L’explication de cette anomalie, vous ne la trouverez pas sur le plan, parce que le plan n’est qu’à deux dimensions. Cette chaise, en un certain endroit, présente une courbure, et passe, pour ainsi dire, au-dessus d’elle-même. Je m’excuse d’employer ici le jargon de la science-fiction, mais vraiment il n’y a pas d’autres mots : la chaise Broca, comme la chaise Pascal, est une dépression, une rainure, une plongée dans le sub-espace à trois dimension.
À présent, laissez votre esprit au garage et reprenez la chaise Pascal, mais à l’envers cette fois-ci. Partez du pied gauche avant et allez vers l’accoudoir de votre choix. A un certain moment, vous vous apercevrez que l’assise qui borde le dossier présente une lacune. Au lieu de côtoyer, comme d’habitude, le vide, vous côtoyez le plein, un plein bordé d’un accoudoir pour vous empêcher d’y tomber. Non loin de là, sur la même assise, une autre assise la traverse. Suivez cette assise sans craintes. Une fois au bout, vous n’êtes pas sur la chaise Pascal : vous êtes sur la chaise Broca. Au dessus d’elle, quelque chose qui ressemble à un plateau thermoformé. Ce plateau thermoformé, c’est le dossier de la chaise Pascal, que vous venez de quitter.
À coté de la chaise Pascal, le même phénomène se reproduit, mais cette fois pour la chaise Broca.
Cela est bizarre, mais cela est.
Maintenant, laissons de côté la chaise Pascal, qui est trop droite, trop large, trop courte aussi pour pouvoir accrocher le mystère, et parlons de la chaise Broca seule.
Cette chaise est courbe, étroite, tortueuse et encaissée. De par l’anomalie structurelle que je viens de signaler, bien qu’à chacune de ses extrémités elle débouche sur des pieds. Elle n’est pas tout à fait une chaise. Peu éloignée de la chaise Pascal, mais sur un autre plan, cachée en plein air, elle constitue, à elle seule, comme un petit salon.

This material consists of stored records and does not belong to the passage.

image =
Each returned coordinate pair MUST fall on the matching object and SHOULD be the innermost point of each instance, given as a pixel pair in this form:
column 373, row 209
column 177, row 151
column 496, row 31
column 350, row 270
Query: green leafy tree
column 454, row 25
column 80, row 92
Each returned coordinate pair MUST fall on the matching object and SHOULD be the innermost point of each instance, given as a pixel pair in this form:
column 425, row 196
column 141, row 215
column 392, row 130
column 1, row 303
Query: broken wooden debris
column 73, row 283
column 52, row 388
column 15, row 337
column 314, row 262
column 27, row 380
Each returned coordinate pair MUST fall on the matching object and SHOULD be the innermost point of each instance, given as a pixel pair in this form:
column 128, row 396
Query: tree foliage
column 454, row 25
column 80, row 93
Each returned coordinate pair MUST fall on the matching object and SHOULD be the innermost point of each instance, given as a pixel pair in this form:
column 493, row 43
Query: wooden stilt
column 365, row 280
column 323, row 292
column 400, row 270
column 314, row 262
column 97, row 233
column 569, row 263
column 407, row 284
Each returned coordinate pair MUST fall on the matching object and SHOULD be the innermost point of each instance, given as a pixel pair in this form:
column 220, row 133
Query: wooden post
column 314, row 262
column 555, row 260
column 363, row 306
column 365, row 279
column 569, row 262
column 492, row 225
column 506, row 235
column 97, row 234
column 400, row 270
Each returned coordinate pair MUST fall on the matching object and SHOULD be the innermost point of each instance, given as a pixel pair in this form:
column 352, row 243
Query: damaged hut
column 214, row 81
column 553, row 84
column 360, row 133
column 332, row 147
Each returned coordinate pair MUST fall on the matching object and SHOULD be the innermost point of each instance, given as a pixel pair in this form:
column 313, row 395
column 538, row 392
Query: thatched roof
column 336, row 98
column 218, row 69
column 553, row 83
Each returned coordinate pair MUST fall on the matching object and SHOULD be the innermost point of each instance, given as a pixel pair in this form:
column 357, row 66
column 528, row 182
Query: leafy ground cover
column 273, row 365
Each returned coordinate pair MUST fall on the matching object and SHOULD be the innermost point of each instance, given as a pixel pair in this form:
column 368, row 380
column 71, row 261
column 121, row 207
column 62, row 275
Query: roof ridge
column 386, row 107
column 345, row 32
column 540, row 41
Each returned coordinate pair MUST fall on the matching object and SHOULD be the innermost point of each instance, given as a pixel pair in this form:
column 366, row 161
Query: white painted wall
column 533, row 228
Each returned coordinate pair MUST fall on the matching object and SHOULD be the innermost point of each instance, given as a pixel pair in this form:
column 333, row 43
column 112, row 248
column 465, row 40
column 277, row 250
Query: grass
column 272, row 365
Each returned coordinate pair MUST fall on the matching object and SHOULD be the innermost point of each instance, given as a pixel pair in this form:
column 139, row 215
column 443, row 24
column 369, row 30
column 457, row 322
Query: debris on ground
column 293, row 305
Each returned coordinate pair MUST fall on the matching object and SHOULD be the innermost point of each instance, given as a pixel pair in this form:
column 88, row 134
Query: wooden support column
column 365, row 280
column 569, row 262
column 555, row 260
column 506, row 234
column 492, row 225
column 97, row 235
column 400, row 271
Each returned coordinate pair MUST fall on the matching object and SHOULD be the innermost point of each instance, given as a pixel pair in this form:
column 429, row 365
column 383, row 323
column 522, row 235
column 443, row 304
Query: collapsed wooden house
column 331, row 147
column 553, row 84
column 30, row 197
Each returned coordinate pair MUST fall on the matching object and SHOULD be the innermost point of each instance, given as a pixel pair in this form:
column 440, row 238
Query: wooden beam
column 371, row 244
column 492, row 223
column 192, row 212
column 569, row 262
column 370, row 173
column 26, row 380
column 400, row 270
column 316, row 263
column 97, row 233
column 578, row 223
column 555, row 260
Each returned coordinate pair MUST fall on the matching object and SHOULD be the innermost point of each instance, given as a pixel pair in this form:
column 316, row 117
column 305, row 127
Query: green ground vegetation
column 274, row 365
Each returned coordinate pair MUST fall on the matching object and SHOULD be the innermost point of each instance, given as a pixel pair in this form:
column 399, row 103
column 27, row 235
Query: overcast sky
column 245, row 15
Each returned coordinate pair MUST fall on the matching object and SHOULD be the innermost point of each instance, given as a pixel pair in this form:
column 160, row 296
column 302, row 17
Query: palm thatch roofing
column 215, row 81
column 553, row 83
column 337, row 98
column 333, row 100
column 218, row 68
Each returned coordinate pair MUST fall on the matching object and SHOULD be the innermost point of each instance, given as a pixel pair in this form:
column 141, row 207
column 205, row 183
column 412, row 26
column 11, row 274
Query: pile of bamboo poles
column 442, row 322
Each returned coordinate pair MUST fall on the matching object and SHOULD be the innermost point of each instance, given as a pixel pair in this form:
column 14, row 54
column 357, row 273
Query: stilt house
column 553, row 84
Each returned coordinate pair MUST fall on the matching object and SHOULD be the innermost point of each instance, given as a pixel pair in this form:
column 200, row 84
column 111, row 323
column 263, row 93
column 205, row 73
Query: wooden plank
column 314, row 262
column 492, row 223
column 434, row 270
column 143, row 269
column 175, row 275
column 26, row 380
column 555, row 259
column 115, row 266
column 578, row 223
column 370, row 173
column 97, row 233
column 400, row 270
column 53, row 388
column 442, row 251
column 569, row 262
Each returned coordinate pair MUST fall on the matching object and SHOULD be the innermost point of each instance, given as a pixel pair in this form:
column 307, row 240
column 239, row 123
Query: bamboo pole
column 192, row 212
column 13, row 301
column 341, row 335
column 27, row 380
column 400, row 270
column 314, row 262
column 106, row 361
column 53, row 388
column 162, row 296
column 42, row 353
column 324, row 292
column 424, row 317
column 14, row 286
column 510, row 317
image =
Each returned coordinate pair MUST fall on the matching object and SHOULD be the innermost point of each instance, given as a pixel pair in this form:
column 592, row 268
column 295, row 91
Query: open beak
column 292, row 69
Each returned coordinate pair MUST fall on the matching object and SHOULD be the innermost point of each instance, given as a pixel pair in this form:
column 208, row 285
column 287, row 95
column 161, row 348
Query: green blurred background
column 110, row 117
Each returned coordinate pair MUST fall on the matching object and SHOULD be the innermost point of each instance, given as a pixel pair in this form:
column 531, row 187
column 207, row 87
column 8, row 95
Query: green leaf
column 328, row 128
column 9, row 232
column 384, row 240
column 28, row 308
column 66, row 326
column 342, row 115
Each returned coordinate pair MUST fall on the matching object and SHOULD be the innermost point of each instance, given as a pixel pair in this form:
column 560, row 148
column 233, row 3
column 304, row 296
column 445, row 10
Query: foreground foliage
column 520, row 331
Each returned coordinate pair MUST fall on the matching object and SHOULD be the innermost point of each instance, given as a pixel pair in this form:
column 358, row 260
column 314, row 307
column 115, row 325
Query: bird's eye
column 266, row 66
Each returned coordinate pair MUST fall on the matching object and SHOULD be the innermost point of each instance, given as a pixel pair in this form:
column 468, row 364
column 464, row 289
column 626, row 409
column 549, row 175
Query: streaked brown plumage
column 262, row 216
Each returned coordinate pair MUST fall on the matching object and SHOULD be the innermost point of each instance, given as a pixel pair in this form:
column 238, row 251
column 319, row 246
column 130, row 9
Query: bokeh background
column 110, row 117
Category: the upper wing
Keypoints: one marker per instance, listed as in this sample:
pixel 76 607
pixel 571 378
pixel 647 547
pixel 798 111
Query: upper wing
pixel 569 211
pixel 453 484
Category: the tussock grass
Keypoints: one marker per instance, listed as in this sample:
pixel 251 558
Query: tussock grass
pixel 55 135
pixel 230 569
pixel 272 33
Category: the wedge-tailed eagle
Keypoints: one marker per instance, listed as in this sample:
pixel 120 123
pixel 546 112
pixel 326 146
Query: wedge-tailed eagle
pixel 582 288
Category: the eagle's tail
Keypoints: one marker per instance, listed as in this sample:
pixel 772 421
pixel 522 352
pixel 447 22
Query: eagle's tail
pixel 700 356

Pour les gens qui l’utilisent, cela crée un climat tout à fait spécial. D’abord, ils se connaissent tous, et chacun d’eux sait à peu près ce que font les autres et à quoi ils s’occupent, ce qui est exceptionnel sur une chaise.
Rodolphe Dogniaux

 

3/ La chaise « coup’ coup’ » de Piero Plieri

La réalisation de la chaise « coup’ coup’ » de Piero Plieri – dont le fameux concept « coup’ coup’» sur lequel il a été déjà beaucoup écrit – implique une attitude corporelle singulière. Rappelons Brièvement la procédure, bien qu’elle soit désormais très connue, peut-être trop, en ce sens qu’elle a pu parfois oblitérer le regard sur le design, en raison de l’appétence du monde du design pour une certaine folklorisation des pratiques. La « coup’ coup’» titre d’une chaise de Piero Plieri en 1977, consiste à coupé aléatoirement vingt-quatre fois une planche de plastique d’un mètre carré, avant de l’enduire d’un solvant (parfois un aplat de sillicone, parfois en superposition de couches de colles épaisse, selon les budgets). Dans un second temps, les planches de plastique sont décalées selon trois axes x y z jusqu’à atteindre douze angles orthogonaux, dévoilant la structure d’une chaise plus ou moins contrôlée. Deux zones vides, choisies délibérément sont recouvertes d’un textile d’ameublement figeant l’ensemble de la structure. Ce mode opératoire nécessite donc de rompre avec un usage vertical et relativement statique d’une chaise pour la saisir, la manipuler au sol, marcher dessus, etc. Rétrospectivement, Piero Plieri écrit avoir « passé sa vie de designer à quatre pattes et plus bas encore ».